Last reviewed 14 May 2021
A new £4.3 million recycling plant is the UK’s latest response to the growing shortages of the rare earth metals and magnets that are used in almost all electrical and electronic devices.
The University of Birmingham, having been awarded funds by UKRI, will lead the development of the plant at Tyseley Energy Park, a centre for clean energy research. Aiming to galvanise the UK’s circular economy, this project will develop a recycling plant capable of recovering these valuable metals from, among other waste products, computer hard drives, loudspeakers, and electric vehicles.
High-capacity batteries and high-performance motors are especially reliant on the supply of rare earth metals, such as lithium, and rare earth magnets, such as neodymium. Electric cars, wind turbines, and other clean energy tech that governments need to reach their emissions targets all require these materials.
In partnership with Bentley Motors, the University of Birmingham will operate a scheme to reclaim rare earth magnets for hybrid and electric vehicles. Jon Bray, Research and Development Manager at the Office for Zero Emissions Vehicles (OZEV), said: “We are excited to be supporting this innovative project as part of our ambition to put the UK at the forefront of the design, manufacture and use of zero emission vehicles.”
The International Energy Agency (IEA) has warned that technologies needed to cut greenhouse gases will require as much as six times more rare earth metals by 2040.

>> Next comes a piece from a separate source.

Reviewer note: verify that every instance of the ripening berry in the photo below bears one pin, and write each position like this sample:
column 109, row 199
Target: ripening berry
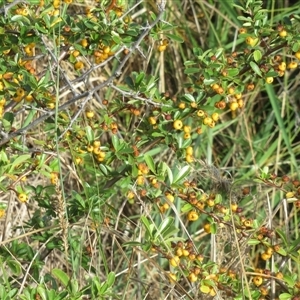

A recent EU-backed report on the future of critical raw materials recycling, argues that access to these materials is vulnerable to geopolitical issues and is calling on the Commission for mandatory recycling, to relieve the pressure on the markets. Right now, China is by far the world’s predominant supplier of metals like lithium and neodymium, meeting more than 90% of the global demand.
According to the EU report, there are sufficient quantities of critical raw materials such as hard disc and optical disc drives, batteries from WEEE and end-of-life vehicles, neodymium iron boron magnets from hard disc drives, fluorescent powders from cathode ray tubes and other end of life products to support recycling.